Media massa sebagai tempat untuk mengungkapkan pendapat dalam public sphere. Karenanya
Habermas mengandaikan media massa mestinya menjadi ruang yang bebas dari dominasi sehingga
segala macam pemikiran dapat didialogkan tanpa ada paksaan. Namun, sepertinya idealisasi
Habermas terhadap media massa sangat utopis dalam masyarakat kapitalisme lanjut sekarang.
Apalagi media massa umumnya cenderung berada dalam genggaman para pemilik modal yang lebih
menekankan pada keuntungan dari budaya yang ditampilkannya.
6
III.Penutup
Sebagai sebuah aliran pemikiran kontemporer, madzhab Frankfurt telah memberikan sumbangsih
yang tak kalah pentingnya dengan pemikiran–pemikiran kontemporer lainnya. Dimulai dari konteks
historis berkembangnya aliran tesebut, yang berkembang di eropa barat akibat situasi perang dunia
ke II memaksa orang-orang yang tergabung di dalam madzhab tersebut untuk merevisi ulang alur
pemikiran marx untuk menjelaskan situasi yang mereka alami. Perjalanan tersebut mengakibatkan
mereka untuk mensintesiskan pemikiran Marx dengan teori psikoanalisinya Sigmund Freud.
Akan tetapi walaupun demikian mereka tetap berpedoman kepada alur pemikiran filosofis idealisme
Jerman, yang dimulai dari pemikiran kritisi ideal Immanuel Kant sampai pada puncak pemikiran
kritis historis dialektisnya Hegel. Imbas dari kolaborasi tersebut melahirkan teori kritis yang
mengedepankan pencerahan yang menyadarkan orang terhadap proses penindasan dan ekploitasi
manusia dalam tatanan sosial
Daftar Pustaka
Adams,Ian, Idiologi Politik Mutakhir, Qalam, Yogjakarta: 2004
Sargent,Tower.Lyman, Idiologi-Idiologi Politik Kontemporer, Erlangga, Jakarta: 1987.
Suhelmi, Ahmad, Pemikiran Politik Barat, PT Gramedia Pustaka Utama, Yogjakarta: 2001.

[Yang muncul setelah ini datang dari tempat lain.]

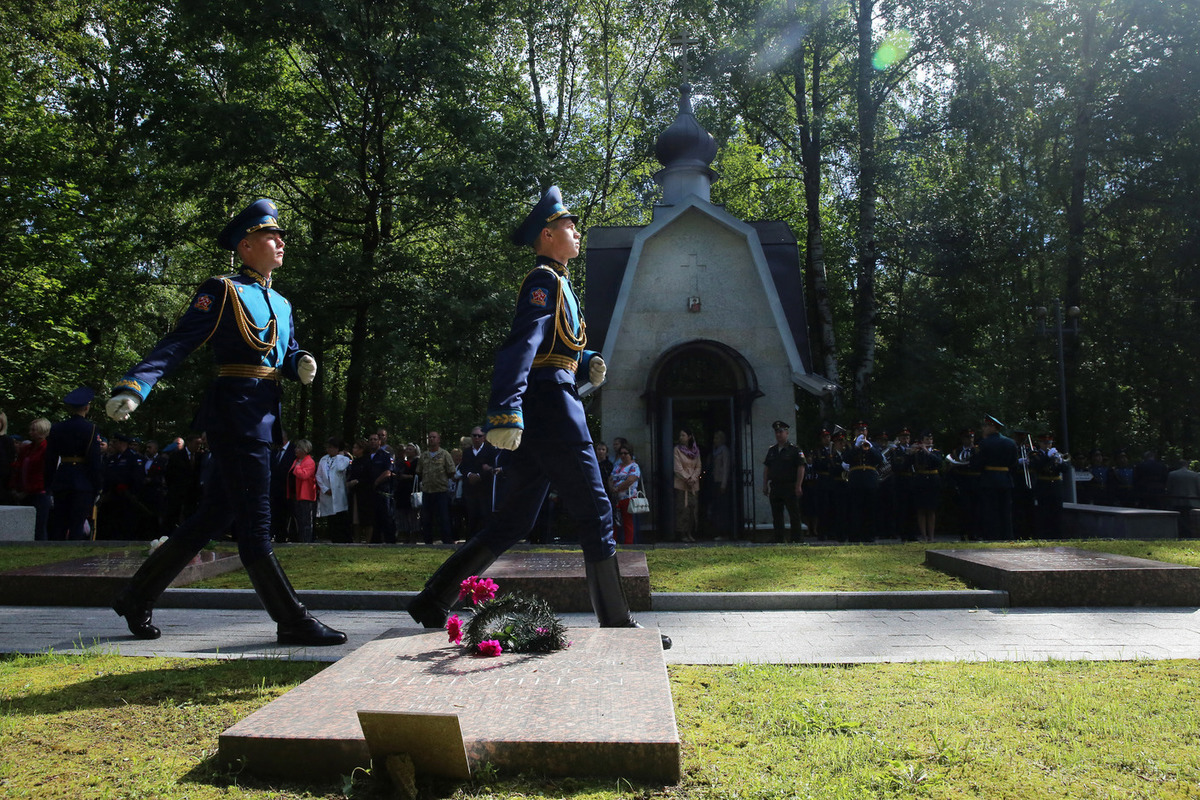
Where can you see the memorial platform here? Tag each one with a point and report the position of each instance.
(599, 708)
(1083, 521)
(95, 579)
(1067, 576)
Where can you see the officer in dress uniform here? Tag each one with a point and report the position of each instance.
(864, 461)
(994, 459)
(250, 330)
(535, 413)
(1047, 467)
(966, 481)
(783, 482)
(73, 468)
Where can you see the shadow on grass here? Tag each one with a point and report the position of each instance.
(207, 684)
(366, 785)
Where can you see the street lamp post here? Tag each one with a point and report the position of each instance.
(1061, 329)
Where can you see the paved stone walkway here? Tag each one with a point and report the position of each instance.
(701, 637)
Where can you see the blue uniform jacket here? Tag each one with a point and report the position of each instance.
(539, 362)
(995, 459)
(250, 330)
(72, 457)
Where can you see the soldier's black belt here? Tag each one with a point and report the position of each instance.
(249, 371)
(556, 360)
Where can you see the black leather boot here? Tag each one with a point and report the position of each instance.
(432, 606)
(609, 596)
(136, 601)
(293, 623)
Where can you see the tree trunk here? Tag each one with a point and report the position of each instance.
(355, 373)
(864, 299)
(810, 121)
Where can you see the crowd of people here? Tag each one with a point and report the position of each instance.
(851, 486)
(857, 487)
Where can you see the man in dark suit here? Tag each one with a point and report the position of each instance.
(249, 328)
(995, 461)
(535, 413)
(477, 469)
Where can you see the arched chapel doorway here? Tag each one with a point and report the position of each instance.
(708, 388)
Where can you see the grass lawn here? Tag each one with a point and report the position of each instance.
(102, 726)
(785, 567)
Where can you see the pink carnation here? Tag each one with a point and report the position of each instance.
(478, 589)
(467, 587)
(454, 626)
(485, 589)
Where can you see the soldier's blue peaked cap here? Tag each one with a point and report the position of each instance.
(259, 215)
(549, 209)
(81, 396)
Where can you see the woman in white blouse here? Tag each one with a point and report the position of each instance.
(333, 503)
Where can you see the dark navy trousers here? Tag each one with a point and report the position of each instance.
(238, 495)
(575, 473)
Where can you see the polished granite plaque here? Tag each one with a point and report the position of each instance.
(95, 579)
(1067, 576)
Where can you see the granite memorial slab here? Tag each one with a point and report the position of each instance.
(95, 579)
(599, 708)
(17, 523)
(1084, 521)
(559, 578)
(1068, 576)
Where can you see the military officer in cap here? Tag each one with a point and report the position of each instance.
(249, 328)
(535, 413)
(73, 468)
(783, 481)
(124, 475)
(1047, 467)
(994, 459)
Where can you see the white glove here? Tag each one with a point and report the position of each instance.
(505, 438)
(597, 371)
(306, 368)
(120, 405)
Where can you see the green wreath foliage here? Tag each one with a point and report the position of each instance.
(520, 623)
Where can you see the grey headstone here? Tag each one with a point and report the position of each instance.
(17, 523)
(95, 579)
(600, 708)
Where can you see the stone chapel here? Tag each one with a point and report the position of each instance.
(701, 319)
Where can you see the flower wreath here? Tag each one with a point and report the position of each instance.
(514, 623)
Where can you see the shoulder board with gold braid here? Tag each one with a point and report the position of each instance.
(261, 338)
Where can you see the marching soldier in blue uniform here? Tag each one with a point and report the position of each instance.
(73, 468)
(995, 459)
(535, 413)
(249, 328)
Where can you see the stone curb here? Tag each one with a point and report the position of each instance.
(667, 601)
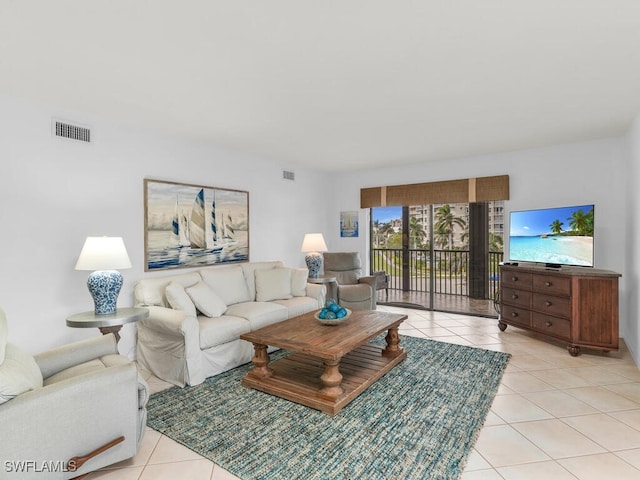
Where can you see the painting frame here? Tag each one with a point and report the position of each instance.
(188, 225)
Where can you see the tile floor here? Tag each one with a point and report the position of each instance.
(555, 416)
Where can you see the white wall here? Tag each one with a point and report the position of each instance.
(583, 173)
(54, 193)
(632, 256)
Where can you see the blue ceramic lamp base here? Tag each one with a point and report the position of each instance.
(104, 286)
(314, 263)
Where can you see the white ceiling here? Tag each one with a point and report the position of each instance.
(336, 85)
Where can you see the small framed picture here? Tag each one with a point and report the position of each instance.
(349, 224)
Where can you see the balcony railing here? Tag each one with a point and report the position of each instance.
(448, 275)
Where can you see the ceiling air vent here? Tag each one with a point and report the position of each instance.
(62, 129)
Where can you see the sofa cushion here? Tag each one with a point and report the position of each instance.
(299, 278)
(19, 373)
(206, 300)
(259, 314)
(179, 299)
(249, 270)
(228, 282)
(151, 291)
(273, 284)
(216, 331)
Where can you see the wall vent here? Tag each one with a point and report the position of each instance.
(288, 175)
(62, 129)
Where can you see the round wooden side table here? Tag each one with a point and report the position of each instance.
(109, 322)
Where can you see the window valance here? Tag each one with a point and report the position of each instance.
(480, 189)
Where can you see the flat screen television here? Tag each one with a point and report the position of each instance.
(554, 236)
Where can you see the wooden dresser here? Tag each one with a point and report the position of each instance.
(577, 306)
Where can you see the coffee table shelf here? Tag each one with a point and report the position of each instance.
(297, 377)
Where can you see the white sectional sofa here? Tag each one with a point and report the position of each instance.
(196, 318)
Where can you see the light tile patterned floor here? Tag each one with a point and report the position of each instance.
(555, 416)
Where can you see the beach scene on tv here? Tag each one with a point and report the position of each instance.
(559, 236)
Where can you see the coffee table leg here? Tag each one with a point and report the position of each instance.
(393, 340)
(260, 361)
(331, 379)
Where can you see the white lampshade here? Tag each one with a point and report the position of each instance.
(103, 253)
(313, 242)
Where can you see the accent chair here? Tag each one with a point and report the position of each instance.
(354, 290)
(70, 410)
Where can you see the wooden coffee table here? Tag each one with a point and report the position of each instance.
(331, 364)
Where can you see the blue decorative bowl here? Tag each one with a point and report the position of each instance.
(332, 321)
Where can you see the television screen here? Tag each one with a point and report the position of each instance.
(554, 236)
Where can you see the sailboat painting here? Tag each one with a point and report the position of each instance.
(191, 225)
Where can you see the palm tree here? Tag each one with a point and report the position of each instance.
(446, 222)
(556, 226)
(582, 223)
(496, 243)
(416, 232)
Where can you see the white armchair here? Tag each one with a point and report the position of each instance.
(70, 410)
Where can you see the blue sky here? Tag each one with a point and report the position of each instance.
(536, 222)
(386, 214)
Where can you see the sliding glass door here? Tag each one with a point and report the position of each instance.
(439, 257)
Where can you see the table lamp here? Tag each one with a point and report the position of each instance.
(104, 255)
(312, 244)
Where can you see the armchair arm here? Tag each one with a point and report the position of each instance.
(317, 291)
(58, 359)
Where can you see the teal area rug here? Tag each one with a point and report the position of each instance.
(419, 421)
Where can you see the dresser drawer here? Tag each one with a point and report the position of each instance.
(516, 315)
(552, 305)
(558, 327)
(513, 278)
(552, 284)
(516, 297)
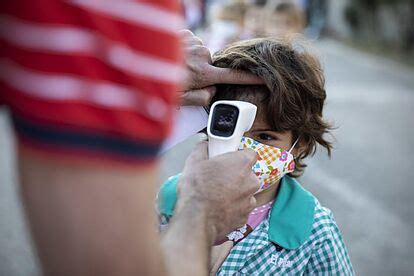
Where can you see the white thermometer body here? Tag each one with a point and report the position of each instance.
(227, 122)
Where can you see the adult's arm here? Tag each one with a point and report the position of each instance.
(90, 220)
(211, 203)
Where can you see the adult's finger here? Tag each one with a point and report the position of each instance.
(199, 97)
(231, 76)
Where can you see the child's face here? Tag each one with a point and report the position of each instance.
(262, 132)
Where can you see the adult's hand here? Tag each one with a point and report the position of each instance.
(201, 75)
(215, 196)
(221, 187)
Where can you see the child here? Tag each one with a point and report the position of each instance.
(289, 232)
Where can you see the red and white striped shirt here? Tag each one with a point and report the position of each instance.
(91, 78)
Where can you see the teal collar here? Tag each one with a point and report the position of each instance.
(292, 215)
(290, 220)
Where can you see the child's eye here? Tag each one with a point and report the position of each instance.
(265, 137)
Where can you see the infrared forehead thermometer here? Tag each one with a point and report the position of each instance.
(227, 122)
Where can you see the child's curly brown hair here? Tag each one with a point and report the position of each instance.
(293, 95)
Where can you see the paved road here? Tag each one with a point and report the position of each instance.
(367, 183)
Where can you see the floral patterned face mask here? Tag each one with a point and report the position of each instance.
(272, 163)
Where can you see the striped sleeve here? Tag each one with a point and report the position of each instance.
(91, 78)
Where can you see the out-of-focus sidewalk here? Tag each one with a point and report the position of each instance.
(367, 183)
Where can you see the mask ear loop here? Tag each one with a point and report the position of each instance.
(294, 144)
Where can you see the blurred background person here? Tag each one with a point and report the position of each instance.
(283, 18)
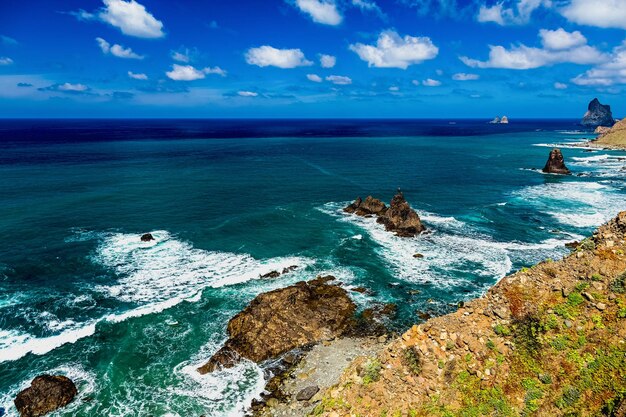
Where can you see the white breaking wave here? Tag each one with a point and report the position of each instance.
(153, 276)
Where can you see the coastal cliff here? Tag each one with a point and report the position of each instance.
(545, 341)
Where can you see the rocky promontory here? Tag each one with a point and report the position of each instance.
(547, 341)
(556, 163)
(284, 319)
(398, 218)
(598, 115)
(46, 393)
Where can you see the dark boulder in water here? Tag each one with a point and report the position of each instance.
(598, 115)
(45, 394)
(147, 237)
(556, 163)
(278, 321)
(399, 217)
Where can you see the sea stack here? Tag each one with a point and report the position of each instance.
(598, 115)
(278, 321)
(45, 394)
(556, 163)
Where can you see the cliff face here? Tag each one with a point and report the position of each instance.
(545, 341)
(598, 115)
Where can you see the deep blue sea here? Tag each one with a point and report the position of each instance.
(230, 200)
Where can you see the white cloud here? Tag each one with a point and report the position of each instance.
(327, 61)
(181, 56)
(462, 76)
(609, 73)
(117, 50)
(69, 87)
(321, 11)
(369, 6)
(190, 73)
(314, 77)
(266, 55)
(339, 79)
(561, 39)
(137, 76)
(131, 18)
(429, 82)
(599, 13)
(516, 14)
(523, 57)
(393, 51)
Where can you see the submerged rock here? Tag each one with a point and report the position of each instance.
(147, 237)
(45, 394)
(401, 218)
(556, 163)
(598, 115)
(284, 319)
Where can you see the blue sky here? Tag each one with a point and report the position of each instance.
(311, 58)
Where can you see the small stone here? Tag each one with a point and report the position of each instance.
(307, 393)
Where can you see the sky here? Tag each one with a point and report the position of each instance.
(311, 58)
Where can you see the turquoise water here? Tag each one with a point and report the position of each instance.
(130, 321)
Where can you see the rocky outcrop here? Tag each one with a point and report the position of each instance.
(546, 341)
(598, 115)
(281, 320)
(45, 394)
(370, 207)
(399, 217)
(556, 163)
(147, 237)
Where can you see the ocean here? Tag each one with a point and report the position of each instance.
(230, 200)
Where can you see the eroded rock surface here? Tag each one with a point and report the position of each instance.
(284, 319)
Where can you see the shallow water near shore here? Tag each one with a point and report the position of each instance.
(228, 201)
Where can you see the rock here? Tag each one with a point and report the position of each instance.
(307, 393)
(598, 115)
(371, 206)
(401, 218)
(270, 275)
(556, 164)
(284, 319)
(45, 394)
(147, 237)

Hardiman, Budi, Filsafat Modern Dari Machiavelli Sampai Noetzsche, Gramedia Pustaka Utama,
Jakarta, 2004
Hardiman, Budi, Menuju Masyarakat Komunikatif, Kanisius, Yogyakarta, 1993
Magnis Suseno, Franz, Pemikiran Karl Marx; dari Sosialisme Utopis ke Perselisihan Revisionisme,
Gramedia Pustaka Utama, Jakarta, 2003.
McLelland, David, Karl Marx Selected Writings, Oxford University Press, Oxfrod, 1977.
Yusuf Lubis, Akhyar, Dekonstruksi Epistemologi Modern; Dari Postmodernisme, Teori Kritis,
Poskolonialisme hingga Cultural Studies, Pustaka Indonesia Satu, Jakarta, 2006.
Adorno, T.W dan Max Hokheimer, Dialectic of Enlightment, Allen, Lane, London, 1973.
Mc Quail, Dennis, Teori Komunikasi Massa (terj), Penerbit Airlangga, Jakarta, 1986
Littlejohn, Stephen W, Theories of Human Communication, 7th Edition. Wadsworth Publising
Company, Belmont, 2001.
Koran:
Nugroho, Garin, Awas, Krisis Masyarakat Komunikatif, Kompas, Jakarta, 25 Maret 2006.